Ironisnya, sekarang bangunan itu dipakai sebagai kediaman resmi Presiden Republik Indonesia, presiden dari negara yang merdeka dan berdaulat..... Apa betul, kepala negara bangsa sendiri yang adalah lambang negara merdeka berkantor di bekas kediaman dan kantor gembong penjajah negeri ini? (hlm 25)
Dalam gugatannya ini, sebagai seorang desainer interior yang peduli dengan budaya bangsa sendiri Mang Jamal menganjurkan agar kantor Presiden RI berkantor dalam gedung dengan langgam bangunan khas Indonesia.

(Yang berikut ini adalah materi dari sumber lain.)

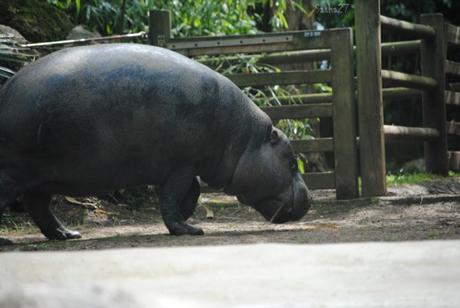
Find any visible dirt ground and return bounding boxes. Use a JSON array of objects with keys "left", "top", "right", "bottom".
[{"left": 1, "top": 177, "right": 460, "bottom": 252}]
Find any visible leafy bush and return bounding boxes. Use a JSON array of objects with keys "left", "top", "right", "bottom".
[{"left": 47, "top": 0, "right": 300, "bottom": 37}]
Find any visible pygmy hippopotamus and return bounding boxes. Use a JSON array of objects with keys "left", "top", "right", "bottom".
[{"left": 0, "top": 44, "right": 311, "bottom": 241}]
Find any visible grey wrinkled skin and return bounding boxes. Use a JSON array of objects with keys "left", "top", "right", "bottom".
[{"left": 0, "top": 44, "right": 311, "bottom": 241}]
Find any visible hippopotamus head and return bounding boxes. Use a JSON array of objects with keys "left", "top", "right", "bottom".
[{"left": 226, "top": 126, "right": 312, "bottom": 223}]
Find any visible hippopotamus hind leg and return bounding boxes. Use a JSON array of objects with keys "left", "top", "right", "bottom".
[
  {"left": 0, "top": 173, "right": 20, "bottom": 216},
  {"left": 179, "top": 177, "right": 200, "bottom": 221},
  {"left": 23, "top": 191, "right": 81, "bottom": 240},
  {"left": 0, "top": 173, "right": 21, "bottom": 245},
  {"left": 159, "top": 166, "right": 204, "bottom": 235}
]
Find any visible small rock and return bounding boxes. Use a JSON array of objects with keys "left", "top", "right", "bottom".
[{"left": 67, "top": 25, "right": 101, "bottom": 40}]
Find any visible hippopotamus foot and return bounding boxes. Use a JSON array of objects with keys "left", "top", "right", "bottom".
[
  {"left": 159, "top": 166, "right": 204, "bottom": 236},
  {"left": 45, "top": 227, "right": 82, "bottom": 240},
  {"left": 166, "top": 221, "right": 204, "bottom": 236},
  {"left": 23, "top": 191, "right": 81, "bottom": 240},
  {"left": 179, "top": 177, "right": 200, "bottom": 221}
]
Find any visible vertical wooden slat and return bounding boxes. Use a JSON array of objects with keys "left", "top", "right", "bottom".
[
  {"left": 355, "top": 0, "right": 387, "bottom": 197},
  {"left": 420, "top": 14, "right": 449, "bottom": 175},
  {"left": 330, "top": 28, "right": 359, "bottom": 199},
  {"left": 149, "top": 10, "right": 171, "bottom": 46}
]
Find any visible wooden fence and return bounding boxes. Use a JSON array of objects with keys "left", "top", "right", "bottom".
[
  {"left": 150, "top": 5, "right": 458, "bottom": 199},
  {"left": 355, "top": 0, "right": 456, "bottom": 196},
  {"left": 149, "top": 10, "right": 359, "bottom": 199},
  {"left": 445, "top": 20, "right": 460, "bottom": 170}
]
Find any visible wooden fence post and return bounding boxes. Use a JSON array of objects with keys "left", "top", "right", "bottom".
[
  {"left": 355, "top": 0, "right": 387, "bottom": 196},
  {"left": 149, "top": 10, "right": 171, "bottom": 46},
  {"left": 330, "top": 28, "right": 359, "bottom": 199},
  {"left": 420, "top": 14, "right": 449, "bottom": 176}
]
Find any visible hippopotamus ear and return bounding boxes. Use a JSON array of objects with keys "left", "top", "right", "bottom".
[{"left": 269, "top": 128, "right": 280, "bottom": 144}]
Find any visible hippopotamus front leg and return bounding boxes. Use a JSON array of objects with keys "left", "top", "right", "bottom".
[
  {"left": 159, "top": 167, "right": 204, "bottom": 235},
  {"left": 179, "top": 177, "right": 200, "bottom": 221},
  {"left": 23, "top": 192, "right": 81, "bottom": 240}
]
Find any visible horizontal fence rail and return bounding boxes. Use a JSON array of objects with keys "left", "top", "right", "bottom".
[
  {"left": 202, "top": 170, "right": 337, "bottom": 191},
  {"left": 198, "top": 40, "right": 420, "bottom": 69},
  {"left": 447, "top": 121, "right": 460, "bottom": 136},
  {"left": 199, "top": 40, "right": 420, "bottom": 67},
  {"left": 197, "top": 49, "right": 330, "bottom": 69},
  {"left": 381, "top": 69, "right": 437, "bottom": 89},
  {"left": 261, "top": 104, "right": 333, "bottom": 120},
  {"left": 446, "top": 91, "right": 460, "bottom": 106},
  {"left": 166, "top": 30, "right": 338, "bottom": 57},
  {"left": 256, "top": 49, "right": 331, "bottom": 64},
  {"left": 380, "top": 15, "right": 436, "bottom": 39},
  {"left": 381, "top": 40, "right": 421, "bottom": 55},
  {"left": 254, "top": 93, "right": 332, "bottom": 105},
  {"left": 228, "top": 70, "right": 332, "bottom": 87},
  {"left": 445, "top": 60, "right": 460, "bottom": 76},
  {"left": 382, "top": 87, "right": 422, "bottom": 99},
  {"left": 447, "top": 24, "right": 460, "bottom": 46},
  {"left": 233, "top": 49, "right": 331, "bottom": 65},
  {"left": 383, "top": 125, "right": 440, "bottom": 142},
  {"left": 291, "top": 138, "right": 334, "bottom": 153},
  {"left": 302, "top": 172, "right": 335, "bottom": 190},
  {"left": 449, "top": 83, "right": 460, "bottom": 92}
]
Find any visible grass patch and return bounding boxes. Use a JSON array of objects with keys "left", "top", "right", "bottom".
[
  {"left": 386, "top": 172, "right": 437, "bottom": 187},
  {"left": 0, "top": 214, "right": 36, "bottom": 235},
  {"left": 386, "top": 171, "right": 460, "bottom": 187}
]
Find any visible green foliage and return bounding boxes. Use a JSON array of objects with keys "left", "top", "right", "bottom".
[
  {"left": 161, "top": 0, "right": 258, "bottom": 37},
  {"left": 312, "top": 0, "right": 456, "bottom": 29},
  {"left": 47, "top": 0, "right": 309, "bottom": 36},
  {"left": 386, "top": 172, "right": 435, "bottom": 187},
  {"left": 381, "top": 0, "right": 453, "bottom": 22},
  {"left": 47, "top": 0, "right": 258, "bottom": 36}
]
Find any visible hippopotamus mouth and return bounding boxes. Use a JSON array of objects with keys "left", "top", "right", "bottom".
[
  {"left": 253, "top": 196, "right": 306, "bottom": 224},
  {"left": 238, "top": 175, "right": 311, "bottom": 224}
]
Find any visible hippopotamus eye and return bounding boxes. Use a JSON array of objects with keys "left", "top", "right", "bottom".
[{"left": 270, "top": 129, "right": 280, "bottom": 144}]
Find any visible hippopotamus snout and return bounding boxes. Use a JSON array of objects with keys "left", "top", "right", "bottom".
[
  {"left": 292, "top": 174, "right": 312, "bottom": 219},
  {"left": 243, "top": 173, "right": 311, "bottom": 224}
]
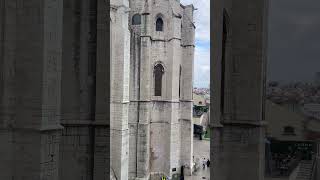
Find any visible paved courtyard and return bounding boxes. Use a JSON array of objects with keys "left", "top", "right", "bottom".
[{"left": 185, "top": 136, "right": 210, "bottom": 180}]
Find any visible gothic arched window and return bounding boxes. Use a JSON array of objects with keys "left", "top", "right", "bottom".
[
  {"left": 179, "top": 66, "right": 182, "bottom": 98},
  {"left": 132, "top": 14, "right": 141, "bottom": 25},
  {"left": 156, "top": 17, "right": 163, "bottom": 31},
  {"left": 154, "top": 64, "right": 164, "bottom": 96},
  {"left": 220, "top": 9, "right": 229, "bottom": 115}
]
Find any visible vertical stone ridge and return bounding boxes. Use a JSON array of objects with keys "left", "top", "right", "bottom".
[
  {"left": 110, "top": 0, "right": 130, "bottom": 179},
  {"left": 211, "top": 0, "right": 269, "bottom": 180}
]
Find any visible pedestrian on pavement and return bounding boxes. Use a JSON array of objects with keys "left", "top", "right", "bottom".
[
  {"left": 180, "top": 165, "right": 184, "bottom": 180},
  {"left": 206, "top": 159, "right": 210, "bottom": 167},
  {"left": 202, "top": 158, "right": 206, "bottom": 169},
  {"left": 180, "top": 174, "right": 184, "bottom": 180}
]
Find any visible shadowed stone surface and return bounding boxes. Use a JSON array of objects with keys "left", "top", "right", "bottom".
[{"left": 211, "top": 0, "right": 269, "bottom": 180}]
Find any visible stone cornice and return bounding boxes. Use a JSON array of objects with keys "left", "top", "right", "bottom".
[
  {"left": 0, "top": 125, "right": 64, "bottom": 132},
  {"left": 220, "top": 120, "right": 268, "bottom": 127},
  {"left": 140, "top": 35, "right": 181, "bottom": 42},
  {"left": 110, "top": 4, "right": 130, "bottom": 13},
  {"left": 181, "top": 44, "right": 195, "bottom": 47},
  {"left": 140, "top": 35, "right": 195, "bottom": 47},
  {"left": 129, "top": 100, "right": 193, "bottom": 103},
  {"left": 60, "top": 122, "right": 110, "bottom": 127}
]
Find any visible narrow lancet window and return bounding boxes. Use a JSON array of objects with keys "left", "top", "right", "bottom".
[
  {"left": 220, "top": 9, "right": 229, "bottom": 115},
  {"left": 154, "top": 64, "right": 164, "bottom": 96},
  {"left": 179, "top": 66, "right": 182, "bottom": 98},
  {"left": 156, "top": 18, "right": 163, "bottom": 31}
]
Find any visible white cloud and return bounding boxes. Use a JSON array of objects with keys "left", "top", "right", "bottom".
[{"left": 193, "top": 46, "right": 210, "bottom": 88}]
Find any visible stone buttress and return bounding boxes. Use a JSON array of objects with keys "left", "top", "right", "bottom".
[
  {"left": 211, "top": 0, "right": 269, "bottom": 180},
  {"left": 0, "top": 0, "right": 63, "bottom": 179},
  {"left": 110, "top": 0, "right": 130, "bottom": 179}
]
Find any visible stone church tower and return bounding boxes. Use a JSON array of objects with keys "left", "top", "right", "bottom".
[
  {"left": 110, "top": 0, "right": 195, "bottom": 179},
  {"left": 125, "top": 0, "right": 195, "bottom": 179},
  {"left": 211, "top": 0, "right": 269, "bottom": 180}
]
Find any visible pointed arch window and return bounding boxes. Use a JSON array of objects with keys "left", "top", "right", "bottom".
[
  {"left": 179, "top": 66, "right": 182, "bottom": 98},
  {"left": 154, "top": 64, "right": 164, "bottom": 96},
  {"left": 132, "top": 14, "right": 141, "bottom": 25},
  {"left": 220, "top": 9, "right": 229, "bottom": 115},
  {"left": 156, "top": 17, "right": 163, "bottom": 31}
]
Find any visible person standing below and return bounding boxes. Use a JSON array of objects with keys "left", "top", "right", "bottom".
[
  {"left": 180, "top": 165, "right": 184, "bottom": 180},
  {"left": 202, "top": 158, "right": 206, "bottom": 169},
  {"left": 206, "top": 159, "right": 210, "bottom": 168}
]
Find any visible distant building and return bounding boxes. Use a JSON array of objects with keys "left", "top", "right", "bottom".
[
  {"left": 314, "top": 72, "right": 320, "bottom": 86},
  {"left": 193, "top": 93, "right": 209, "bottom": 117},
  {"left": 192, "top": 93, "right": 210, "bottom": 136},
  {"left": 301, "top": 103, "right": 320, "bottom": 140},
  {"left": 266, "top": 101, "right": 320, "bottom": 141},
  {"left": 265, "top": 100, "right": 319, "bottom": 177},
  {"left": 265, "top": 100, "right": 306, "bottom": 142}
]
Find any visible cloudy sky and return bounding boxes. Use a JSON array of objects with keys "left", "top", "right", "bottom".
[
  {"left": 268, "top": 0, "right": 320, "bottom": 83},
  {"left": 181, "top": 0, "right": 210, "bottom": 88},
  {"left": 180, "top": 0, "right": 320, "bottom": 87}
]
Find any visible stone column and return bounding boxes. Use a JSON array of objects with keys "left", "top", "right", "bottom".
[
  {"left": 110, "top": 0, "right": 130, "bottom": 179},
  {"left": 180, "top": 5, "right": 195, "bottom": 176},
  {"left": 211, "top": 0, "right": 269, "bottom": 180},
  {"left": 135, "top": 9, "right": 151, "bottom": 179},
  {"left": 0, "top": 0, "right": 64, "bottom": 179},
  {"left": 93, "top": 0, "right": 110, "bottom": 179}
]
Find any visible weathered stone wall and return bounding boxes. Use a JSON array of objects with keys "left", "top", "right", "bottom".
[
  {"left": 149, "top": 102, "right": 180, "bottom": 177},
  {"left": 179, "top": 101, "right": 193, "bottom": 175},
  {"left": 59, "top": 0, "right": 100, "bottom": 179},
  {"left": 0, "top": 0, "right": 111, "bottom": 179},
  {"left": 110, "top": 0, "right": 130, "bottom": 179},
  {"left": 0, "top": 0, "right": 64, "bottom": 179},
  {"left": 94, "top": 0, "right": 110, "bottom": 179},
  {"left": 211, "top": 0, "right": 269, "bottom": 180},
  {"left": 179, "top": 5, "right": 195, "bottom": 175},
  {"left": 128, "top": 5, "right": 142, "bottom": 176},
  {"left": 213, "top": 126, "right": 265, "bottom": 180},
  {"left": 59, "top": 127, "right": 94, "bottom": 180}
]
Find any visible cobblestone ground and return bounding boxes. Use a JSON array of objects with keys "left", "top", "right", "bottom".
[{"left": 185, "top": 136, "right": 210, "bottom": 180}]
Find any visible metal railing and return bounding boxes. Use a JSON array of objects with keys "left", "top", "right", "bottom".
[
  {"left": 268, "top": 155, "right": 302, "bottom": 177},
  {"left": 287, "top": 157, "right": 302, "bottom": 176}
]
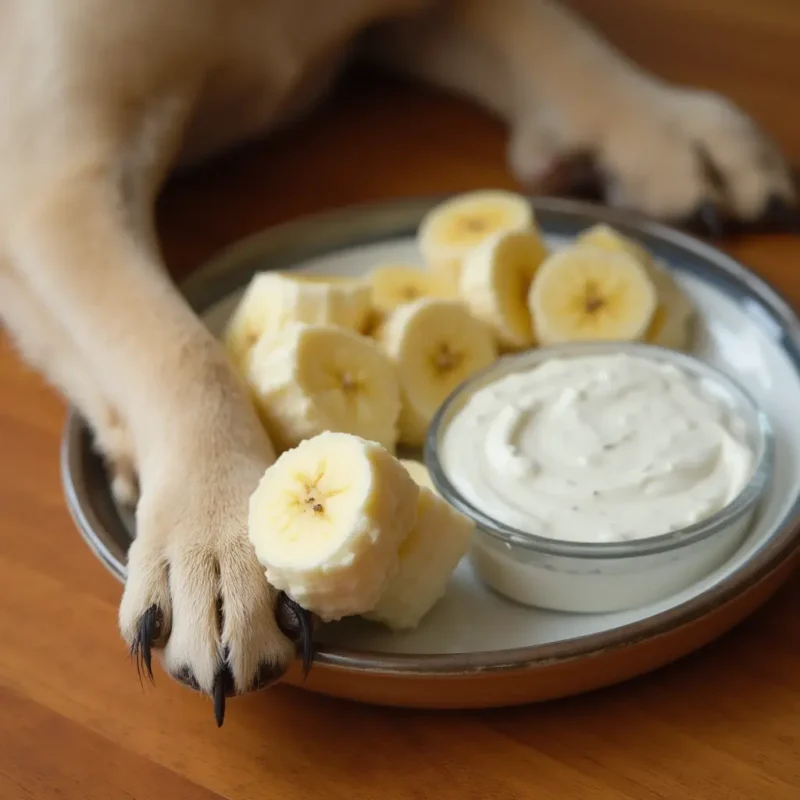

Untuk bangunan kantor presiden, begitu banyak langgam yang dimiliki oleh setiap daerah di Nusantara, tinggal memilih atau mencampurnya bila perlu, atau memilih salah satu berdasar karakter yang paling mewakili seperti terpilihnya bahasa Melayu Riau yang lalu dijadikan bahasa persatuan: Bahasa Indonesia. Kita bisa, kalau mau!
(hlm 27)
Wacana memindahkan Ibukota Indonesia juga tidak luput dari pengamatan Mang Jamal. Selain tentang pemindahan lokasi ibukota, Mang Jamal juga memiliki gagasan yang menarik antara lain menyebarkan setiap kementrian ke pulau-pulau sesuai dengan potensi dan prioritas pembangunan wilayah. Misalnya kantor Kementrian Pariwisata dan Budaya di Bali atau di Samosir, Kementrian Energi dan Sumber Daya Mineral di kawasan pertambangan seperti di Riau, Kalimantan, Sulawesi, dll. Selain lokasi kementrian penulis juga mengusulkan agar bangunan desain kementrian dibuat berdasarkan desain tradisional atau disesuaikan dengan bidang pekerjaan atau fungsinya. Gedung Kementrian Perdagangan menggunakan model pasar, gedung Kementrian Perindustrian model pabrik, Gedung Kementrian Perhubungan menggunakan model kereta api, dll.
Selain tentang istana dan ibukota, di bagian desain terdapat juga esai-esai lain antara lain tentang Wajah Arsitektur Indonesia Modern, Aristektur Rumah Ajip Rodisi, tentang Gedung Sate, dan laporan penulis tentang kunjungannya ke rumah Schoder di Utrect, Beland, sebuah ikon gerakan modern dalamdunia arsitektur yang telah ditetapkan oleh Unesco sebagai Warisan Dunia (World Heritage)
Di Bagian Bandung, kita akan banyak menemukan kiritk dan usulan atas penataan di kota Bandung khususnya di jantung kota Bandung di era 2003-2010 antara lain tentang penataan Alun-alun, Braga, gedung eks Palaguna, dll. Salah satu yang menarik adalah bagaimana Bandung yang mendapat julukan Parijs van Java benar-benar dibandingkan dengan kota Paris, Perancis dalam esai berjudul Mencari Paris di Bandung. Selain itu ada juga satu esai tentang sebuah monumen yang mungkin terlupakan orang yaitu Monumen Perjuangan (Monju) Jawa Barat di Jl Dipatiukur, Bandung.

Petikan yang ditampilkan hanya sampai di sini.